Alphabet can start testing its delivery drones
In this picture, a Geopost delivery drone is seen flying in Pourrieres, southeastern France, Sept. 28, 2015. BORIS HORVAT/AFP/GETTY IMAGES

A sister company of Google, Alphabet’s Wing Aviation, just got federal approval to start using drones for commercial delivery. Amazon’s own drone-delivery program is ready to launch as well. As drones take flight, the world is about to get a lot louder – as if neighborhoods were filled with leaf blowers, lawn mowers and chainsaws.

Small recreational drones are fairly loud. Serious commercial drones are much louder. They have eight or more propellers (Alphabet’s Wing has 14; Amazon’s Octocopter has eight spinning at thousands of revolutions per minute, physically beating the air to generate lift and movement. The heavier the load, the harder they have to work, the more air gets beaten – and the louder the sound.

Drones also make higher pitched buzzing sounds than helicopters, which have much lower frequencies because their larger rotors don’t need to spin as fast to generate the necessary power. Now imagine tens or even hundreds of drones buzzing around your neighborhood, delivering packages to homes and businesses. Next, imagine the round-the-clock hives of aerial activity that warehouses and distribution centers will become, in addition to their existing burden on local roads; Amazon recently ordered 20,000 new vans.

As an acoustic ecologist, I monitor the sound of our environment and how it changes. I am concerned that drones are taking to the air without a lot of thought for the ears of people on the ground.

Will there be a weight limit on delivery-drone payloads? Who will monitor the sound levels, and how? Should there be a curfew on hours of operation? There must be a reason companies don’t include the sound of the drone in advertising materials – and it’s probably not because they sound so nice.

Health and well-being

Urban designers are often concerned about sound levels in neighborhoods. Wealthier suburbs, for instance, are always farther from big noise sources like airports and highways. Existing noise-control laws are basically useless at protecting people’s well-being, general health or mental health. Some wealthy neighborhoods even consider planting trees not just for the added greenery but because the soft foliage absorbs sound, making these communities even quieter and more peaceful.

Incessant mechanical buzzing doesn’t fit with anyone’s idea of a pleasant community. That’s what drones will bring, though. Even domestic drones can raise baseline sound pressure levels by at least 20 decibels; when each 6dB increase means loudness doubles, that means a single drone can make an area 8 to 12 times louder than it is now.

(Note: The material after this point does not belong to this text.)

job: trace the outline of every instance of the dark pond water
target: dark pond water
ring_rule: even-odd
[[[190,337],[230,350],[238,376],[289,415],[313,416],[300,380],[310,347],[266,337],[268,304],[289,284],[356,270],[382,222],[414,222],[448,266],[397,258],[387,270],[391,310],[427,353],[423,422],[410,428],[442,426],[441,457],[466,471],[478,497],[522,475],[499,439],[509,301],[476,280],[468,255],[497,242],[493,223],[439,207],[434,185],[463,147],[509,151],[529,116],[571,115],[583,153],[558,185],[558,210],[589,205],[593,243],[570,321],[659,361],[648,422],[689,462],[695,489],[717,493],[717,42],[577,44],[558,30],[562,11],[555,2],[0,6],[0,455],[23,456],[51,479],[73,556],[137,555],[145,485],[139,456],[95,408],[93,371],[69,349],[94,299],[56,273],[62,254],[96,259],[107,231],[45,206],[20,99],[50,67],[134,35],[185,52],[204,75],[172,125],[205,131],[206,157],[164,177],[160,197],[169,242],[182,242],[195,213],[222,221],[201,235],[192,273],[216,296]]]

It’s not just loudness. Drones have relatively small propellers, which don’t move much air, but they move it very rapidly. The amount of energy put into moving the air equates to its volume or loudness. The speed of the spinning equates to its pitch, or frequency. Refinements to propeller shapes can change the pitch, but companies will only research noise reduction if their customers demand it.

Adding a payload to a drone means the propellers must put more energy into the air by spinning faster – making a louder and higher-pitched sound. The frequencies they generate are, in fact, the very frequencies people are most sensitive to. Turning, or even fighting gusts of wind to stay on course, also requires more propeller energy at higher speeds. A NASA study found that people find the specific sounds drones make to be particularly annoying.

The amount of time a person is exposed to different sound levels matters, too. The U.S. Occupational Safety and Health Administration says workers exposed to 85 decibels or louder for eight hours or moremay suffer hearing damage or loss. The Federal Aviation Administration says that residential areas should not have aircraft noise averaging above 65dB in a 24-hour period.

Ecological effects

Without forethought, public outcry and regulation, the buzzing of drones may soon fill city and suburban skies – adding to the din in many places, and disturbing the peace of even those wealthy suburbs whose residents can afford the convenience of rapid home delivery. Even neighborhoods that have managed to avoid being under airport flight paths will find themselves surrounded by the buzz.

Public parks, designed to provide places for recreation, community gatherings and quiet contemplation, may no longer provide any escape from the hum of daily life.

Don’t forget about the birds, either. You might not be able to enjoy birdsong in the morning with your coffee, but even worse, the birds themselves might not be able to hear each other, either. Bird calls are key to species’ survival, letting them warn each other of danger – and find mates.

Any home delivery service raises a great many questions about sustainability and the costs of consumption in energy, material and human lives. Until now, though, those deliveries have been by car and truck over existing roads and are covered by ordinances on sound levels. Adding drones will bring a third dimension to shipping – but also to the level of noise in the world.

Garth Paine is an associate professor of Digital Sound and Interactive Media, Arizona State University.